Progress in the Puzzle Resolution: The Molecular Genetics Underpinning Autism Spectrum Disorders

Autism spectrum disorders (ASDs) are neurodevelopmental conditions characterized by impairments in social interaction, communication, and the presence of restricted, repetitive behaviors. The etiology of ASDs is complex, with both genetic and environmental factors playing key roles in the onset of these conditions. However, the molecular genetics of ASDs has drawn the attention of the scientific community due to its profound implications in understanding the molecular processes underlying the disorders and their implications for diagnosis, patient stratification, intervention, and ultimately, amelioration of life quality for individuals with an ASD. In fact, 65–90% of ASDs phenotypic variance can be explained by genetic risk factors [1].

Indeed, in recent decades, research into the molecular basis of ASDs has significantly broadened our understanding of how genetic factors contribute to the development and variability of autistic traits. This Special Issue aimed to offer a comprehensive overview of the current state of knowledge regarding the molecular genetics linked to ASDs, illustrating how this understanding is crucial for advancing towards more personalized and effective interventions for individuals with these disorders.

A significant advancement in understanding the genetic architecture of ASDs has been the identification of numerous risk-conferring genes. The SFARI database has reported 71 high-confidence genes (https://gene.sfari.org, (accessed on 4 October 2023)) and more than one thousand of risk genes. High-throughput sequencing technologies, including whole-exome and whole-genome sequencing, have played a pivotal role in the discovery of several genes linked to ASDs. Furthermore, copy number variants (CNVs) and single nucleotide polymorphisms (SNPs) have also been identified as significant molecular mechanisms contributing to the genetics of ASDs.

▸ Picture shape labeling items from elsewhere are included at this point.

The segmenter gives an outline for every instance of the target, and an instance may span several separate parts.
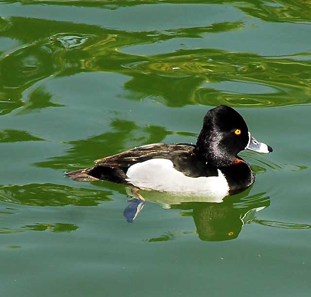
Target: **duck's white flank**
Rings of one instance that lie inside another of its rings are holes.
[[[228,183],[218,169],[218,176],[191,178],[174,168],[166,159],[152,159],[137,163],[126,172],[129,182],[142,189],[185,194],[222,196],[228,194]]]

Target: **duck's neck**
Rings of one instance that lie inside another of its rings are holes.
[[[228,154],[224,149],[208,145],[207,142],[202,142],[199,138],[193,152],[198,158],[207,162],[208,165],[217,167],[230,166],[233,164],[236,158],[236,156]]]

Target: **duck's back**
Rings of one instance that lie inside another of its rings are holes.
[[[97,180],[119,183],[133,184],[135,180],[156,179],[180,173],[188,178],[218,177],[218,171],[198,159],[193,152],[194,145],[188,144],[156,144],[143,146],[123,152],[98,159],[96,165],[67,173],[70,178],[80,181]],[[167,170],[168,172],[166,172]],[[150,181],[151,182],[152,181]],[[141,182],[139,182],[141,186]],[[149,188],[149,187],[141,187]]]

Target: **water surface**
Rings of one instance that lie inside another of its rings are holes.
[[[0,1],[6,296],[309,297],[308,1]],[[64,176],[237,109],[273,154],[222,203]],[[207,218],[209,219],[209,221]]]

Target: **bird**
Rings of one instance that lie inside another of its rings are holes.
[[[237,111],[222,105],[207,112],[195,144],[143,145],[65,174],[78,181],[103,180],[131,186],[134,197],[142,200],[140,190],[225,197],[244,191],[255,181],[249,165],[238,156],[246,149],[273,151],[251,135]]]

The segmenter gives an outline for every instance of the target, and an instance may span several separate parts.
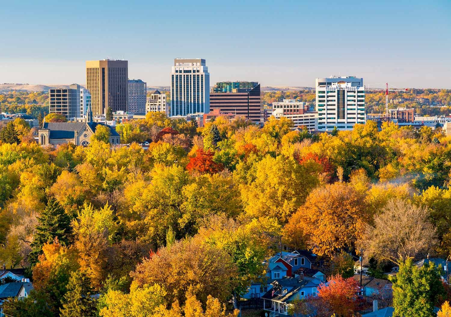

Moreover, ASDs exhibit a substantial level of genetic heterogeneity. There are common variants conferring a small degree of risk, along with rare mutations which can significantly increase susceptibility to the condition. This vast genetic heterogeneity translates into diverse phenotypes within the autism spectrum, thus explaining the ‘spectrum’ nature of autism [2].

Research has also explored the epigenetic modifications and their role in ASDs. Epigenetic alterations, such as DNA methylation and histone modifications, can modulate gene expression without altering the genome, providing another layer of complexity to the genetic basis of this condition [3]. Recent studies have shed light on a variety of epigenetic modifications associated with ASDs, further emphasizing the intricate interplay between genetic and epigenetic mechanisms in this disorder.

Investigation into the molecular pathways disrupted in ASDs has also been at the forefront of research. These pathways, including those involved in synaptic transmission, neuronal signaling, and immune responses, contribute to the broader neurobiological understanding of ASDs. Uncovering how genetic mutations and epigenetic modifications impact these pathways is crucial for the development of targeted therapeutic strategies.

The integration of genetic findings with other omics technologies, such as transcriptomics, proteomics, metagenomics, and metabolomics, is paving the way towards a more holistic understanding of ASDs. The developing of ASD animal and 3D in vitro models are also helping in disentangle molecular mechanisms implicated in the condition. By elucidating the downstream effects of genetic alterations on RNA transcriptions, protein profiles, and metabolic levels, researchers are beginning to put the pieces of the ASD puzzle together.

While remarkable progress has been made, the molecular genetic landscape of ASDs has still not been fully elucidated. There is a need for larger collaborative efforts and cross-disciplinary research to further unravel the complex genetic architecture of ASDs. The integration of genetic, epigenetic, and omics technologies is leading the scientific community towards a more refined comprehension of ASDs, and more efficacious and personalized interventions in the near future.